After two weeks of fighting, Ukraine signaled it was open to a compromise. An aide to Ukrainian President Volodymyr Zelensky stated the country is willing to discuss Russia’s neutrality demand but would not concede any territory. However, another round of talks led to a stalemate in negotiations, as Russia is now demanding that Ukraine should also demilitarize. The two sides are expected to continue negotiations on Thursday in Turkey.

  • The Ukraine conflict is starting to impact the global transition to greener energy. A surge in the price of nickel threatens to slow down the production of Electric Vehicles. Automakers rely on nickel for their batteries. The rally in nickel prices was caused by supply disruption concerns related to the war. On Wednesday, Indonesia stated it plans to add as much as 400,000 tons in output this year and possibly 500,000 tons in the following year. The increase in production from Indonesia may offset the loss from Russia; however, there are still concerns that automakers could face a deficit. Thus, automakers are likely to struggle to make a quick switch away from making cars with internal combustion engines to producing cars with electric motor engines.

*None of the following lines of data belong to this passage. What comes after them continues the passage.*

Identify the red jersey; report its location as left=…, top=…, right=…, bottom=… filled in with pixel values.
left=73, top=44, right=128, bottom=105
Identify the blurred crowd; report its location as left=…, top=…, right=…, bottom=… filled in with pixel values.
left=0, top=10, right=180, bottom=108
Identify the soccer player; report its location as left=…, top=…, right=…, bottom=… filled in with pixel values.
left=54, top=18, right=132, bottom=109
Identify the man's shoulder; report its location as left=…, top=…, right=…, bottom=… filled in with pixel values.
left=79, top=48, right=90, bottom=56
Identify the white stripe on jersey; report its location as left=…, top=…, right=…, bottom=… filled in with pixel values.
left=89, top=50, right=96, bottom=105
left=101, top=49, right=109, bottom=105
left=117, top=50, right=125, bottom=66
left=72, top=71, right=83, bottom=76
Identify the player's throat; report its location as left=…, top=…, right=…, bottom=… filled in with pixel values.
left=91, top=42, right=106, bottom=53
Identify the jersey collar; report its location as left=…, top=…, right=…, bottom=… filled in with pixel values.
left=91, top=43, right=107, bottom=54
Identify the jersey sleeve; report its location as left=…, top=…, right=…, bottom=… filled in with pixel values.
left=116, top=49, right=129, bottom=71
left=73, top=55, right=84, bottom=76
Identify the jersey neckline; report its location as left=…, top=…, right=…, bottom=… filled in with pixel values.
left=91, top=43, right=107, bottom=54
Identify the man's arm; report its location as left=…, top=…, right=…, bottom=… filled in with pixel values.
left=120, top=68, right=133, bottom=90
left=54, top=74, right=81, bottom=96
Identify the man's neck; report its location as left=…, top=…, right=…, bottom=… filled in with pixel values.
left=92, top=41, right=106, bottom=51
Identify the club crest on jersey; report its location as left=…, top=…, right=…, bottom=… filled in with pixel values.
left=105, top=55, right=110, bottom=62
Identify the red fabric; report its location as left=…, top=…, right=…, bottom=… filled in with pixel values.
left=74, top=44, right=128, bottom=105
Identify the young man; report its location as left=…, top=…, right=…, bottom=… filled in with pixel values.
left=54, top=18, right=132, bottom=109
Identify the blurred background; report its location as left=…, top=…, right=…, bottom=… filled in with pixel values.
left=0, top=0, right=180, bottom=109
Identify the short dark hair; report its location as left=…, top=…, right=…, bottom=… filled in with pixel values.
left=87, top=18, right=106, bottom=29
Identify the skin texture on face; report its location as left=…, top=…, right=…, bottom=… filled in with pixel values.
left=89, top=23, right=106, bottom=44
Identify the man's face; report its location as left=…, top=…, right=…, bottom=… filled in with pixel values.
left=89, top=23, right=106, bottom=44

      • Additionally, the surge in oil prices has led to a rethink in climate change initiatives. The United Kingdom is considering lifting a ban on fracking as it looks to become less dependent on foreign energy sources. Meanwhile, U.S. calls for increased oil production were rebuffed by shale producers complaining of a lack of access to capital and labor. Although government officials expressed a willingness to work with firms to increase their drilling capacity, energy companies state they are still constrained by investors who favor profitability over drill expansion.
      • As a result of production limitations, countries are starting to make uncomfortable ties with their adversaries as they seek to become less reliant on foreign oil while still maintaining climate goals. Weeks after considering a potential import ban on Chinese solar panels, the EU has decided to ramp up its solar and wind installation by importing more renewable technology from China. Meanwhile, the U.S. is creating warmer ties with former foes Venezuela and Iran as it seeks additional resources for oil to offset the Russian shortfall. As the war in Ukraine continues, we expect there may be a possible rethink of specific global ESG standards as companies and investors grapple with deteriorating market conditions. Relaxing some of these standards could create more favorable investing conditions.

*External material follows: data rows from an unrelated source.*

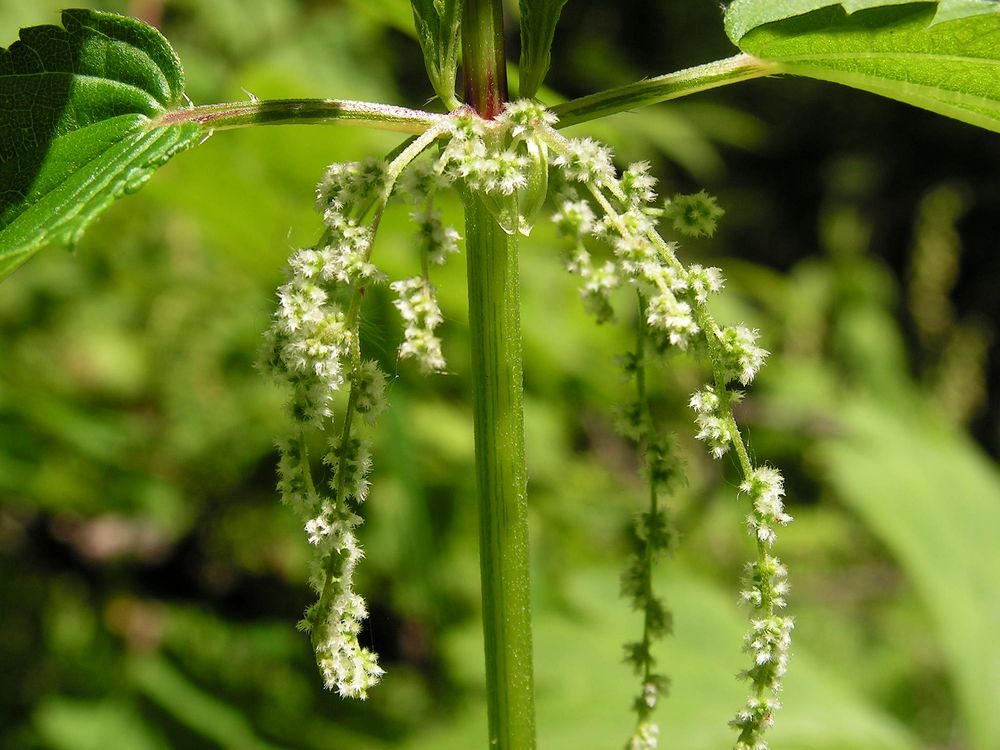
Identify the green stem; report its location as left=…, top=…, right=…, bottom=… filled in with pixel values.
left=462, top=0, right=507, bottom=120
left=149, top=99, right=442, bottom=134
left=465, top=196, right=535, bottom=750
left=462, top=0, right=535, bottom=750
left=552, top=55, right=781, bottom=128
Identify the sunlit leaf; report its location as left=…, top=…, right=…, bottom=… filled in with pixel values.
left=726, top=0, right=1000, bottom=132
left=823, top=400, right=1000, bottom=750
left=0, top=10, right=201, bottom=279
left=410, top=0, right=462, bottom=105
left=519, top=0, right=566, bottom=97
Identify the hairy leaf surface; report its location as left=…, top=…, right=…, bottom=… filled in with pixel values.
left=518, top=0, right=566, bottom=97
left=410, top=0, right=462, bottom=104
left=0, top=10, right=202, bottom=279
left=726, top=0, right=1000, bottom=132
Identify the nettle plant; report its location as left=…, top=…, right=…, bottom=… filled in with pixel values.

  • The Iran nuclear deal ran into a new obstacle on Wednesday. Russia has demanded additional concessions before it can reach an agreement. A representative from Iran seemed to dismiss those demands by stating that Iran would not be deterred by “outside factors” from signing a new deal. However, Russia’s designated role in taking delivery of Iran’s uranium stockpiles could potentially delay an agreement from being signed. If the Iran nuclear deal gets signed, it is estimated that they could add up to 2 million more barrels a day of oil.
  • Conflicting messages from OPEC member United Arab Emirates about oil production caused oil prices to whipsaw. On Wednesday, oil prices fell as much as 17% after UAE said it would call on OPEC+ members to boost production. However, hours after making that statement an official from the UAE walked back the comment by reaffirming the country is still committed to the OPEC agreement and its existing monthly production quota. The new statement led to a slight recovery in oil prices.

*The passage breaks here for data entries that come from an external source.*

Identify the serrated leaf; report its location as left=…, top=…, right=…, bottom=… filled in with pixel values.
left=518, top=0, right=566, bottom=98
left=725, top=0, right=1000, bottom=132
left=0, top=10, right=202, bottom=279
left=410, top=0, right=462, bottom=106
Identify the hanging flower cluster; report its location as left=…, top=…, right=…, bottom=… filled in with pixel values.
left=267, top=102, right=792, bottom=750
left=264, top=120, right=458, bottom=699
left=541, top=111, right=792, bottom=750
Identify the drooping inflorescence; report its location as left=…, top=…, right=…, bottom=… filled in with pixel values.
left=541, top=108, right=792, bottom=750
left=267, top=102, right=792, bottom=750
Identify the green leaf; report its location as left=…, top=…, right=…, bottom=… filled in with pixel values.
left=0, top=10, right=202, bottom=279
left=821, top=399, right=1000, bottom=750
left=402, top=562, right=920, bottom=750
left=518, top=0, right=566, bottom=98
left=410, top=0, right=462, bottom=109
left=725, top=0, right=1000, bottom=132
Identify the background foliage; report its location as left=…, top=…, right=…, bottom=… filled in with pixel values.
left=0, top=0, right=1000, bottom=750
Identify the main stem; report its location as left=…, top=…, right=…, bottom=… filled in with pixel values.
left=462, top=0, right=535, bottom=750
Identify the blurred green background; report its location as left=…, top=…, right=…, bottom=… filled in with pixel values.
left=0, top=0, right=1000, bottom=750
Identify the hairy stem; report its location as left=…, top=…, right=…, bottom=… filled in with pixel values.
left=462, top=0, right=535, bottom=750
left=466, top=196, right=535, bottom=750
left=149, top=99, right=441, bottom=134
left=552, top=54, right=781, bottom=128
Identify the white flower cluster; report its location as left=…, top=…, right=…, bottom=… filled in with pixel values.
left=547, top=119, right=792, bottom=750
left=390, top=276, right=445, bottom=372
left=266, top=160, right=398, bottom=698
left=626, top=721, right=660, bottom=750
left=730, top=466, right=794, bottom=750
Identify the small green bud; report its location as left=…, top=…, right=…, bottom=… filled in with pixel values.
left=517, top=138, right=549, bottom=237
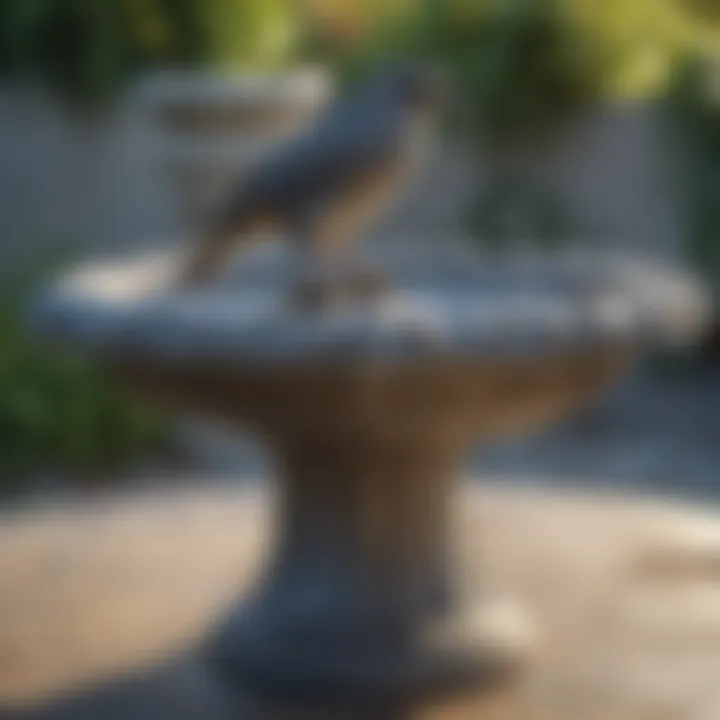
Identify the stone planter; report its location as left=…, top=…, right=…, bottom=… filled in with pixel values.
left=135, top=69, right=331, bottom=229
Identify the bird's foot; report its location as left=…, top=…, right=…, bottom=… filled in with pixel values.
left=342, top=267, right=390, bottom=301
left=292, top=268, right=390, bottom=312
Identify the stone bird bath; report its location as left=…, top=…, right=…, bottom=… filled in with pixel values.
left=33, top=245, right=706, bottom=705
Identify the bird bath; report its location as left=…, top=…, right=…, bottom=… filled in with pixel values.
left=34, top=246, right=706, bottom=703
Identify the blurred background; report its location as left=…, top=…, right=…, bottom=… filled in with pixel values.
left=0, top=0, right=720, bottom=502
left=0, top=0, right=720, bottom=717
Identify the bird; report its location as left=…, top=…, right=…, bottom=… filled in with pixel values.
left=181, top=62, right=447, bottom=306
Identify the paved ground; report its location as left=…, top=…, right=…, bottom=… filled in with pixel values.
left=0, top=486, right=720, bottom=720
left=473, top=367, right=720, bottom=502
left=0, top=369, right=720, bottom=720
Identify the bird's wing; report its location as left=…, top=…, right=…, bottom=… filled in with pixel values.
left=239, top=109, right=399, bottom=211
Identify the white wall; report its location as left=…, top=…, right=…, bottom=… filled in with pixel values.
left=0, top=87, right=682, bottom=274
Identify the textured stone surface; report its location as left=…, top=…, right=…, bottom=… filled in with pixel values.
left=0, top=480, right=720, bottom=720
left=35, top=249, right=708, bottom=361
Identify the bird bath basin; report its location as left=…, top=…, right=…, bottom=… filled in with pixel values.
left=34, top=248, right=706, bottom=702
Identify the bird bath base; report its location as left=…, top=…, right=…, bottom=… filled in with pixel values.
left=35, top=250, right=709, bottom=716
left=210, top=428, right=522, bottom=706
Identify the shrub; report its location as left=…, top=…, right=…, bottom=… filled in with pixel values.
left=0, top=264, right=168, bottom=486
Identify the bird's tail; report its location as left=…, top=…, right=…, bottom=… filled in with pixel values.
left=180, top=201, right=252, bottom=289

  • As the war rages on, the U.S. is putting more pressure on the Russian economy. The House passed a bill that would ban the import of Russian oil. The Biden administration is also considering imposing sanctions on Russia’s state-owned atomic energy company, Rosatom. In response to the sanctions, Russian Prime Minister Mikhail Mishustin stated Russia would start to reconsider its energy-supply commitments. He also hinted the country would begin prioritizing its wheat supply needs. Because Russia is the world’s largest supplier of wheat, withholding its wheat exports could lead to a rise in global food prices.

Other News

COVID-19:  The number of reported cases is 451,091,296, with 6,021,649 fatalities.  In the U.S., there are 79,406,687 confirmed cases with 963,820 deaths.  For illustration purposes, the FT has created an interactive chart that allows one to compare cases across nations using similar scaling metrics.  The CDC reports that 691,748,065 doses of the vaccine have been distributed, with 554,168,735 doses injected.  The number receiving at least one dose is 254,299,172, while the number of second doses is 216,355,844, and the number of the third dose, granting the highest level of immunity, is 95,499,589. The FT has a page on global vaccine distribution.

  • COVID-19 cases in Singapore are starting to decelerate. It suggests the ongoing Omicron wave throughout Asia may also be close to reaching a peak.